Esse caso e a situação do Prêmio Sesc [a editora Record rompeu a parceria de 20 anos com a congratulação após citar censura ao romance Outono da Carne Estranha, de Airton Souza, sobre a paixão de dois garimpeiros da Serra Pelada dos anos 1980], são duas tentativas de censurar a literatura e, a meu ver, a literatura é o lugar da liberdade, em que o autor pode vestir o personagem que quiser.

É muito grave toda essa situação. Como autor, tenho que sempre questionar e não dar margem para negociação. Porque não há negociação.

A literatura é o lugar da liberdade, em que o autor pode vestir o personagem que quiser.

R7 — E [a liberdade] do leitor de ler?

Claro que existem livros que são adultos, mas colocar, por exemplo, classificação indicativa em livro acho um absurdo. Porque o jovem de 15, 16 anos tem que ter a liberdade de refletir e, às vezes, sim, pode ser que um livro tenha uma cena de sexo. Aí, você tem que pegar e conversar com o adolescente: o que você acha disso aqui? Qual é a sua leitura? É muito melhor puxar para a conversa do que fingir que não existe. Porque fingindo que não existe é que a gente cria uma sociedade burra, sem crítica e que, por isso, vota errado, pensa errado e assim vai.

R7 — No livro Do que Eu Falo Quando Falo Sobre Corrida, o [escritor japonês Haruki] Murakami fala bastante da rotina de escrita dele. Como que é o seu processo, a sua relação com o trabalho?

Adoraria ser um autor japonês organizado, mas não sou. Até porque faço muitas coisas. Também trabalho com audiovisual sempre na paralela. Tento ter um horário para me dedicar ao livro, mas nunca é fixo.

Mas realmente vou fazendo o livro na ordem em que ele é publicado e preciso que fique bom. Ou seja, faço o capítulo um até ficar bom. Enquanto não fica bom, não faço o dois. Então, é um método muito lento.

R7 — Você tem ideia de um novo livro?

Tenho uma lista de ideias.

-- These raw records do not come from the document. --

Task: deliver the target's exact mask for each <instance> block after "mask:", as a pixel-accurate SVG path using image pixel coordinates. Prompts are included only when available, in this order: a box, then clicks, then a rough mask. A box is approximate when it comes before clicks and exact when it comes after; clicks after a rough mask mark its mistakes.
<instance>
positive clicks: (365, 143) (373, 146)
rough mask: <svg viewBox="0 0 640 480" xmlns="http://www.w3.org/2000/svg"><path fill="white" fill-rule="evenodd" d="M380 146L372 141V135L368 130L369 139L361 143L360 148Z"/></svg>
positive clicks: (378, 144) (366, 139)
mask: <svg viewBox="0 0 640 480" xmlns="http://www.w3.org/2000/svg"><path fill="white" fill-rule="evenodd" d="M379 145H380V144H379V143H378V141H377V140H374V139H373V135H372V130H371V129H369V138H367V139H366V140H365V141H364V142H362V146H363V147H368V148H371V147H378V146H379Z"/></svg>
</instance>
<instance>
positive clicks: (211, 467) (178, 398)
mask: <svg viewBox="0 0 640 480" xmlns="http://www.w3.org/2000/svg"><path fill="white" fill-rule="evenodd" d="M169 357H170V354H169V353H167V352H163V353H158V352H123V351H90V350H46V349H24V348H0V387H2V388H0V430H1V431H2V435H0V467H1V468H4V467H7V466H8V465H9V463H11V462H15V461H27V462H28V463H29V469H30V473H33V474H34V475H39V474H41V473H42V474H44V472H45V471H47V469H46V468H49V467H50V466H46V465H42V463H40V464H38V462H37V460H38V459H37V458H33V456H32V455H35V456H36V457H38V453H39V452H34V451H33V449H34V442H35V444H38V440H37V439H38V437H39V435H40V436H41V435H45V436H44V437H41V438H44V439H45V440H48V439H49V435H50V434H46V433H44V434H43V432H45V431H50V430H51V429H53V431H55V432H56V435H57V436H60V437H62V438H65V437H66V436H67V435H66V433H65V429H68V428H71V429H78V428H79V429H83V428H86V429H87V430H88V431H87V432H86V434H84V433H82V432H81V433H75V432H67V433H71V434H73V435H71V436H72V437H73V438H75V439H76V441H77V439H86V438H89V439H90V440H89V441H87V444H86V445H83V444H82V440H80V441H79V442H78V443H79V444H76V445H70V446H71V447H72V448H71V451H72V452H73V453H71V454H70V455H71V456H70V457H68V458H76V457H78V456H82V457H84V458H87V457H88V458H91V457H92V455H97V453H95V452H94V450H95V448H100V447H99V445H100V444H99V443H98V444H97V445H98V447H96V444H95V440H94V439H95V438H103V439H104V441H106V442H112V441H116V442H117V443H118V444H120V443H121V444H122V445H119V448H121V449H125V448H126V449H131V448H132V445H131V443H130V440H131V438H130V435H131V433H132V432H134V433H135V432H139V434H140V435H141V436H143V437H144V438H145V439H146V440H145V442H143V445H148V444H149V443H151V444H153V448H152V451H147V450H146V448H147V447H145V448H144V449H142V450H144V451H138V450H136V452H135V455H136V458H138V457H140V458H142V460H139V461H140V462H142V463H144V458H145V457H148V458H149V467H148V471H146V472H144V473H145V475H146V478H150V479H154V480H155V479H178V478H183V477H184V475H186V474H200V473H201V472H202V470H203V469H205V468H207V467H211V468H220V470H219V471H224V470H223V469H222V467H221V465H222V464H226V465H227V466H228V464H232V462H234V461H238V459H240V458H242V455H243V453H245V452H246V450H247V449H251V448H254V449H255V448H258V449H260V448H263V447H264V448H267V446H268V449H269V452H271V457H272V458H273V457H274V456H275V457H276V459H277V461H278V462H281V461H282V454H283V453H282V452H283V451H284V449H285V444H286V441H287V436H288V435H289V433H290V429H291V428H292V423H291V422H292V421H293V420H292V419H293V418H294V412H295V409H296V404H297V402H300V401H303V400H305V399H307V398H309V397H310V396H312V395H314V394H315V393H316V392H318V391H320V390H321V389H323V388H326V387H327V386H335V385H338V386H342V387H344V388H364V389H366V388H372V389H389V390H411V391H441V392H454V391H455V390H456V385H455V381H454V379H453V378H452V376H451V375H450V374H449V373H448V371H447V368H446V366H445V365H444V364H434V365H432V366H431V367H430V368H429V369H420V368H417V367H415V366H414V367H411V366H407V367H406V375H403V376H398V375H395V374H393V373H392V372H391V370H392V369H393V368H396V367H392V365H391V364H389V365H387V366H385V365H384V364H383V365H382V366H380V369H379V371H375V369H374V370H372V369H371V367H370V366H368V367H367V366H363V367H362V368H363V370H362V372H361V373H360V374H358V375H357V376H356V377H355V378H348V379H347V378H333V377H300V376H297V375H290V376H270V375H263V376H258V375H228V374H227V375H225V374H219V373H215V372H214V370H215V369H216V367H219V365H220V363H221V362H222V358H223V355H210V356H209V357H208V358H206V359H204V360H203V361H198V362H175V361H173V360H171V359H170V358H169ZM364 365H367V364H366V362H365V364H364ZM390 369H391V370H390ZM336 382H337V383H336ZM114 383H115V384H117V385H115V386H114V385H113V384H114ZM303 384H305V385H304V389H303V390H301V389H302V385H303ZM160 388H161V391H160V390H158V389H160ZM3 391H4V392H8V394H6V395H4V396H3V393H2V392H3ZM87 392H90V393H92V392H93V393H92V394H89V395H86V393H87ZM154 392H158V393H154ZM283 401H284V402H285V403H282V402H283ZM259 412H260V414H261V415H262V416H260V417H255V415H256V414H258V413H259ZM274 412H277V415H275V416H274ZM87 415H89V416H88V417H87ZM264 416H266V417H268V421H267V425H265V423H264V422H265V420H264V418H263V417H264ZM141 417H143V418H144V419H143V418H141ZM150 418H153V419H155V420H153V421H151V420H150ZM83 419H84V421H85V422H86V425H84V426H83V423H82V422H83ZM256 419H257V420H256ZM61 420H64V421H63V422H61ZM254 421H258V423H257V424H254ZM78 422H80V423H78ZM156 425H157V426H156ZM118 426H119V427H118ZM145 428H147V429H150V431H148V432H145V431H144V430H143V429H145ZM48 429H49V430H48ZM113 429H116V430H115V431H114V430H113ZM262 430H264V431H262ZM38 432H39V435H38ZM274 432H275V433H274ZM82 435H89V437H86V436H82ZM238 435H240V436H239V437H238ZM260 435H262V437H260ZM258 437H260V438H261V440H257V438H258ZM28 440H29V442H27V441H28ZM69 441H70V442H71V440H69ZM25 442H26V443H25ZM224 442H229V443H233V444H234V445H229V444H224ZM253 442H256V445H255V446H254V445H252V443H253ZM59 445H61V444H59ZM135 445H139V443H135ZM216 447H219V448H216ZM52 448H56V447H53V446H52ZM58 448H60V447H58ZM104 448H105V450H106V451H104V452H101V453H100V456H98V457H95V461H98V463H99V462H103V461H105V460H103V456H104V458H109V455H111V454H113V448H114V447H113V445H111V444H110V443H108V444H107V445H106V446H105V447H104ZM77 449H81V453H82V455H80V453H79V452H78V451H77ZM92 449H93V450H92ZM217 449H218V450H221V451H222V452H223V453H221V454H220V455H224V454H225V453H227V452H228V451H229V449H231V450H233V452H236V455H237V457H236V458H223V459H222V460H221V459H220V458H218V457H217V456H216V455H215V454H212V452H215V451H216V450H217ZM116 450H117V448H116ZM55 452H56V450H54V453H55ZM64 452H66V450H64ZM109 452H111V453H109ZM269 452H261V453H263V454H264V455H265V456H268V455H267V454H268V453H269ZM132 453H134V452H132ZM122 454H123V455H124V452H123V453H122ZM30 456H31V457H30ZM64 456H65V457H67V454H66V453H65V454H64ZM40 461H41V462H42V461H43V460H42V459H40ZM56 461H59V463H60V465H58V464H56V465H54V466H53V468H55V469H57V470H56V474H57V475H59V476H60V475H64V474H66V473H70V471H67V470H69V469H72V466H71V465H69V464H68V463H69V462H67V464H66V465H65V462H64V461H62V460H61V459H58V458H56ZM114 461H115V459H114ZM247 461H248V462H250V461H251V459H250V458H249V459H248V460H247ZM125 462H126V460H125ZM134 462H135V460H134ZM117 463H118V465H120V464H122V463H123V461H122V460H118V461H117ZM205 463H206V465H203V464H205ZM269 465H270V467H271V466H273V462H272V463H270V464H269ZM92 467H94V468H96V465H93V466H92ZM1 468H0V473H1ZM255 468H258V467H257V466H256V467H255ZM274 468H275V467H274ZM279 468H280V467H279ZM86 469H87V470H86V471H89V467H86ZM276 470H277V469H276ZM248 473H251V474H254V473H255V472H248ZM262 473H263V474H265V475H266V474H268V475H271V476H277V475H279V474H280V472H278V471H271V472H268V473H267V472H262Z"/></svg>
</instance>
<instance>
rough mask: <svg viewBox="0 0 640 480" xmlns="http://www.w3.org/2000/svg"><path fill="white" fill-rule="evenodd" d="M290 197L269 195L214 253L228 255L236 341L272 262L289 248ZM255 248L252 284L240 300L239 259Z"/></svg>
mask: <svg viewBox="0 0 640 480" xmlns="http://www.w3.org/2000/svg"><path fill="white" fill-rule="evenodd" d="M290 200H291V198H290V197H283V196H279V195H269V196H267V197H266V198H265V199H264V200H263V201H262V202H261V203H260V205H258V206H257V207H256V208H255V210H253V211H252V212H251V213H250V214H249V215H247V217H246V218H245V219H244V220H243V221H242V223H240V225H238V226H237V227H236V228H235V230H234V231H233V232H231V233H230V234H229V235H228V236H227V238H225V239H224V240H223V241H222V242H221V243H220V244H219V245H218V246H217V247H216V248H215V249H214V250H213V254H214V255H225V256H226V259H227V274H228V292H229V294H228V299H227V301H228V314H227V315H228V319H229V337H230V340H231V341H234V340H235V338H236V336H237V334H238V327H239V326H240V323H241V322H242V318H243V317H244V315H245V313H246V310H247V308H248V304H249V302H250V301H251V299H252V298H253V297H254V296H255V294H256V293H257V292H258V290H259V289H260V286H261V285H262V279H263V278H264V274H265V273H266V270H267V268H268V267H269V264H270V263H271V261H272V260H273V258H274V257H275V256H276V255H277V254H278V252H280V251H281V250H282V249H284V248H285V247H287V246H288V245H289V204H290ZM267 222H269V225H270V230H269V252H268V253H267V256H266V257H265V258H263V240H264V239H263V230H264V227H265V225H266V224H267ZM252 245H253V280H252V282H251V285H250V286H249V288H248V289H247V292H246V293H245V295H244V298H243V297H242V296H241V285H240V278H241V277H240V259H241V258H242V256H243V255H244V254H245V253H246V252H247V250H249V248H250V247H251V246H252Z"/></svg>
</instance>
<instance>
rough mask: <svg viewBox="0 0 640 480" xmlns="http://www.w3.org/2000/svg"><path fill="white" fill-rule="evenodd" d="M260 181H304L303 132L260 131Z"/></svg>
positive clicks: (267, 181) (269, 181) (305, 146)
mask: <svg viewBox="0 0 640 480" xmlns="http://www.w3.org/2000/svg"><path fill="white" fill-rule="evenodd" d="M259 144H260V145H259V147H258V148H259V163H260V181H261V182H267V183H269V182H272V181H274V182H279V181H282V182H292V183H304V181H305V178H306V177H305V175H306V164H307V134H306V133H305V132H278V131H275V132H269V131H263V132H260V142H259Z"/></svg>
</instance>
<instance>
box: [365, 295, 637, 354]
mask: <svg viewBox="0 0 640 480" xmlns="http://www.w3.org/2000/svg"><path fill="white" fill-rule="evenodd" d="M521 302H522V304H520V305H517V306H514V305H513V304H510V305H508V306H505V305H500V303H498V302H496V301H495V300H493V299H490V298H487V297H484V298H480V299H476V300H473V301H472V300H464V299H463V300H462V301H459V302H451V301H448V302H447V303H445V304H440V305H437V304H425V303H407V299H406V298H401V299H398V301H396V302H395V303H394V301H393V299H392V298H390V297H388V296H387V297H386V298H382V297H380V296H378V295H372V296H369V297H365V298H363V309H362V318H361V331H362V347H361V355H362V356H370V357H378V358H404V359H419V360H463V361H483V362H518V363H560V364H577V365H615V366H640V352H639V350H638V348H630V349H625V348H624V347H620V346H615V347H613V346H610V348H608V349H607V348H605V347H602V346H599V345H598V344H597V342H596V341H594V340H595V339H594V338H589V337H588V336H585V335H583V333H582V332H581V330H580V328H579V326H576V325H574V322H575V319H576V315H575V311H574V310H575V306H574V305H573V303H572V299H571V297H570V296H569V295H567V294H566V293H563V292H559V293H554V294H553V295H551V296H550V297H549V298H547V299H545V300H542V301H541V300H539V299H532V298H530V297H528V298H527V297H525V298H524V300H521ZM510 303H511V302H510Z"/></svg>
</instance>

Brinco que, entre meus livros, existe o Raphael Montes Verso. Então, em Uma Família Feliz, aparecem personagens de livros anteriores. No Jantar Secreto, tem um personagem chamado Dante, que é o protagonista e ele é livreiro. Sabe qual é o nome do livro que ele cita? Uma Família Feliz. Você acredita? Vou te que pegar de novo agora. Gosto de fazer essas brincadeiras. Então, em Uma Família Feliz, tem umas duas ou três pistas dos próximos livros que quero escrever.